It truly helps that while my husband pushes for me to eat healthier and work out more, it’s not because he wants me to lose weight. He likes my curves and I think he would die if I lost them. He just wants to see me firmer, which I admit I would love to see too. Unfortunately the Peanut Butter Reese’s cookies that Wal-mart’s bakery sells disagrees; and fortunately for the cookies my love for peanut butter and cookies over powered the urge to lose those dreaded 2.5 inches.

With that said, I have to share last night’s dinner. It was the best in the world, better than any restaurant I’ve been too but maybe that’s because I didn’t have to send it back two or three times reminding them to take that nasty horrible disgusting sauerkraut off it.

First marinate a brisket in a can of beer and water. (don’t mind the mess on the cooker another causality of the children’s FABULOUS washing skills) I prefer to cook my meats in a slow cooker frozen, therefore as it thaws the water keeps it moist. Depending on how big your brisket is you can use one or two cans. Cook on high for 2 hours then turn to low on for the remainder till dinner time.



Once ready, take out and cut into thin slices or shred it, your choice. Heat up a skillet, butter 1 side of two pieces of rye bread.
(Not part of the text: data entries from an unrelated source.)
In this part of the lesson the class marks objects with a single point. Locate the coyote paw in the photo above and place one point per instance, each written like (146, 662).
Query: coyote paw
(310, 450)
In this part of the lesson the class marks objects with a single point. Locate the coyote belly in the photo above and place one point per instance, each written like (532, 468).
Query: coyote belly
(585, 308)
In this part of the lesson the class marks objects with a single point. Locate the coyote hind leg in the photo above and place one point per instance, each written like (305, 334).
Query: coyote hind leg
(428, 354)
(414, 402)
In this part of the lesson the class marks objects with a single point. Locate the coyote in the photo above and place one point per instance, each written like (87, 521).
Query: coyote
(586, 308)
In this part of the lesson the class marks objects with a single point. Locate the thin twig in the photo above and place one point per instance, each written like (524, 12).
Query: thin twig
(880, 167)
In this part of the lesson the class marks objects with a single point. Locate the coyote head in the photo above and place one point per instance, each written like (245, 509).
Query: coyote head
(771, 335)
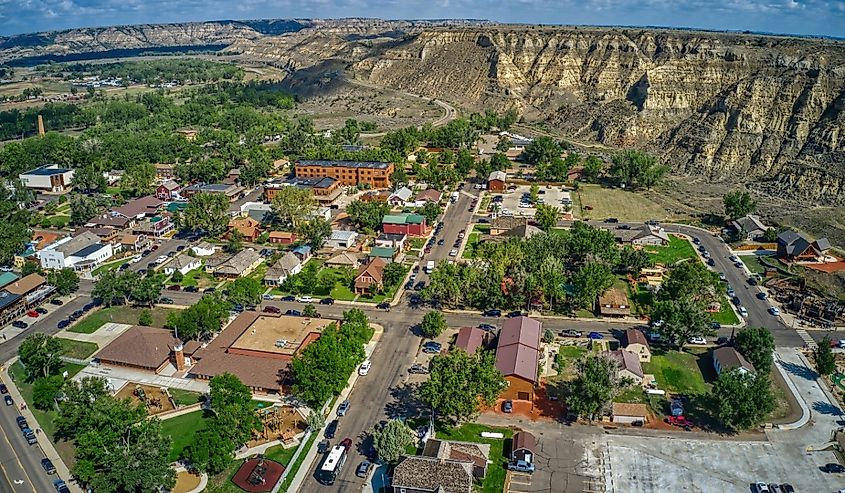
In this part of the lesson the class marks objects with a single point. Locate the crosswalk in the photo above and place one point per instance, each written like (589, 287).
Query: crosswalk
(805, 336)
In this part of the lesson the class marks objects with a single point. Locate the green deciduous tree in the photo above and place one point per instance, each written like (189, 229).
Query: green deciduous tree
(738, 204)
(757, 345)
(433, 324)
(592, 391)
(681, 319)
(39, 354)
(825, 359)
(458, 383)
(208, 212)
(547, 216)
(742, 399)
(316, 232)
(635, 168)
(65, 280)
(391, 440)
(293, 205)
(367, 215)
(245, 291)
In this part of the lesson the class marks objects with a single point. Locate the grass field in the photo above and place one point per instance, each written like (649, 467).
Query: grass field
(118, 314)
(182, 430)
(677, 249)
(679, 372)
(614, 202)
(494, 481)
(184, 397)
(78, 349)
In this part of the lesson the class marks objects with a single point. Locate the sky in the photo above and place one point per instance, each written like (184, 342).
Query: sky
(806, 17)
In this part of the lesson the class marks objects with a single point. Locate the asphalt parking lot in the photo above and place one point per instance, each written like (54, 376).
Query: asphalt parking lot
(553, 196)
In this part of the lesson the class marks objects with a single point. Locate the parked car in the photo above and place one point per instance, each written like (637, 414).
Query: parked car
(331, 429)
(760, 487)
(363, 469)
(521, 466)
(343, 408)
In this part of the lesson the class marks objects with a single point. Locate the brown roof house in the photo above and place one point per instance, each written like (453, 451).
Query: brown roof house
(629, 365)
(146, 348)
(728, 358)
(430, 474)
(524, 446)
(470, 339)
(518, 357)
(636, 343)
(474, 453)
(248, 227)
(370, 276)
(614, 303)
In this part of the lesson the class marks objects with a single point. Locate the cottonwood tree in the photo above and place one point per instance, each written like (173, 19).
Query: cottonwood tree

Place 1 slice in skillet, pour some 1000 island dressing, Swiss cheese, corn beef, Swiss, 1000 island, and top with the other slice. Toast on either side. Serve with a side dish of 1000 island if you like to dip ‘em.  And for the kids made cheesy garlic mashed ‘taters since we couldn’t find ‘tots in the freezer.



It’s okay to drool, just don’t let it hit the keyboard. And this my friends is why I can’t go on a diet. Food is pure love.